On the whole a diet that includes meat has a higher carbon footprint than a diet of plant foods. That’s because meat production is largely centered on CAFOs–factory farms that are divorced from the countryside where livestock used to be raised. Factory animals are fed almost nothing but corn, which is often shipped long distances. After the slaughter meat is shipped out in refrigerated box cars and semis.
This situation is one reason why I disagree that living in large cities will benefit the global environment. Living rurally permits one to live close to farms and pastures. And the food tastes better.
If I consume grass-fed beef from a pasture a few miles away, how does my carbon footprint compare with eating tofu from soybeans that were raised in South America where the Amazon forest is being cut everyday to make room for new soybean fields?
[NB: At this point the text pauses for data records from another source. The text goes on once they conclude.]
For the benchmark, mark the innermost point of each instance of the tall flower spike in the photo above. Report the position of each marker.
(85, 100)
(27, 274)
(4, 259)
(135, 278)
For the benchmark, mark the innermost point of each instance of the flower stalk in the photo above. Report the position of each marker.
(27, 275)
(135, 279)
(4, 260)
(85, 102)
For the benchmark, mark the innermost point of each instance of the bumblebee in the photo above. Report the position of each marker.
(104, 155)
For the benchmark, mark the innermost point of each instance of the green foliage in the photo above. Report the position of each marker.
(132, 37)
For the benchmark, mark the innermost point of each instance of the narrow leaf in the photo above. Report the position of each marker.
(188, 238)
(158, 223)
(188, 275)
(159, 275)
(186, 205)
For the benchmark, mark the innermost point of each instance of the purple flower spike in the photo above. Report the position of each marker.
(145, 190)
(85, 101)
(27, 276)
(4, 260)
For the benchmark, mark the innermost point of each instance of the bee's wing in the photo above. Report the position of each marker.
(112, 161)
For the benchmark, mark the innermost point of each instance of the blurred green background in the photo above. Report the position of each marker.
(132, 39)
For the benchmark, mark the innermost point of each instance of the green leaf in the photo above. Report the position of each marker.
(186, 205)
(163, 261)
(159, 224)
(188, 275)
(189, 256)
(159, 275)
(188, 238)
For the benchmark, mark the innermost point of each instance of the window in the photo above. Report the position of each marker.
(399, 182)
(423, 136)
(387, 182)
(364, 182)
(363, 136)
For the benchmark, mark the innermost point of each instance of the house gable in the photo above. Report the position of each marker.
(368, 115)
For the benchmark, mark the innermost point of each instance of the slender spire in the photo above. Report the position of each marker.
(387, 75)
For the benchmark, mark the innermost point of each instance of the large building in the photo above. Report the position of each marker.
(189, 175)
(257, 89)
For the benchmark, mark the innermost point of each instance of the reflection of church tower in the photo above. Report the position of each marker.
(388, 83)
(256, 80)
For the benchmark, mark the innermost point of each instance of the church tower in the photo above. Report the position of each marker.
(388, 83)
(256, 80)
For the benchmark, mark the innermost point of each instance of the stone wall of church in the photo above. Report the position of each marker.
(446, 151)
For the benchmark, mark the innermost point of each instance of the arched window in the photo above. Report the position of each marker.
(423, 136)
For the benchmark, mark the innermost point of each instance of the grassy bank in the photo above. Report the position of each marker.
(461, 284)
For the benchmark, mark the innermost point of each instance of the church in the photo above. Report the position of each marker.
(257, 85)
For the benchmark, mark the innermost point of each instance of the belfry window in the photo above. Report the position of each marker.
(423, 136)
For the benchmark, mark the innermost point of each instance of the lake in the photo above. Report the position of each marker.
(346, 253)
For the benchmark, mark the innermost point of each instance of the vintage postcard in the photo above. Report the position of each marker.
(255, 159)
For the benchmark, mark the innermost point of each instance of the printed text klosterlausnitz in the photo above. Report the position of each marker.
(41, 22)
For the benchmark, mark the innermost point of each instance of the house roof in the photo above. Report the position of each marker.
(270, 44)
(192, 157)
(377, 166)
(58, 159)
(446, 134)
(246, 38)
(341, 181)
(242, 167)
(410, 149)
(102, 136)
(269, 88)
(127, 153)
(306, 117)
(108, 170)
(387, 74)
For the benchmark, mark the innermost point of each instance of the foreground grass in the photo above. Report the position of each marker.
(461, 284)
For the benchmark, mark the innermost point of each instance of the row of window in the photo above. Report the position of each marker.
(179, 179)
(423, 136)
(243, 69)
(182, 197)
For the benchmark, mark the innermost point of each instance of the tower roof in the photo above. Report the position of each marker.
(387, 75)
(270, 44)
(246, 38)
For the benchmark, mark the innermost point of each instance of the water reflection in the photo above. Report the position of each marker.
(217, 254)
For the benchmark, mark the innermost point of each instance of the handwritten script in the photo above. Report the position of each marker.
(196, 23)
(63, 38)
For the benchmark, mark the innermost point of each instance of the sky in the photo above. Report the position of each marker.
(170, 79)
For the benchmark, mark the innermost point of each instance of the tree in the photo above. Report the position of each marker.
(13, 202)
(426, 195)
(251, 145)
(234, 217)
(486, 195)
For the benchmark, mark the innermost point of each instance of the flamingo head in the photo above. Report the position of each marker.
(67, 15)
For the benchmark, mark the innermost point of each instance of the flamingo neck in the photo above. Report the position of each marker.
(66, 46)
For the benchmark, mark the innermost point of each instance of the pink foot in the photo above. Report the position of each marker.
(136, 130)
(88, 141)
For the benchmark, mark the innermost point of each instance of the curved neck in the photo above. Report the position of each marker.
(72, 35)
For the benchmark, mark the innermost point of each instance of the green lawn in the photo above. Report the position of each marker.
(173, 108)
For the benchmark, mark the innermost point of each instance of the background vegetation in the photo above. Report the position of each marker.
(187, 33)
But I have to admit that most people live in cities and eat industrialized, carbon-intensive meat.
Does that mean we should all be vegans? (A vegetarian’s diet accounts for close to the same amount of carbon as a meat-eater. That’s because eggs and dairy are inextricable from the livestock industries.) I support the decision to become a vegan, but looking at diet strictly as an issue of using energy, I believe a more accessible goal would be to reduce the amount of meat we eat and to eat free-range animals. Most Americans eat way more protein than they need.
If you don’t want to be a vegan, eat less meat and choose wisely the kind of meat you eat.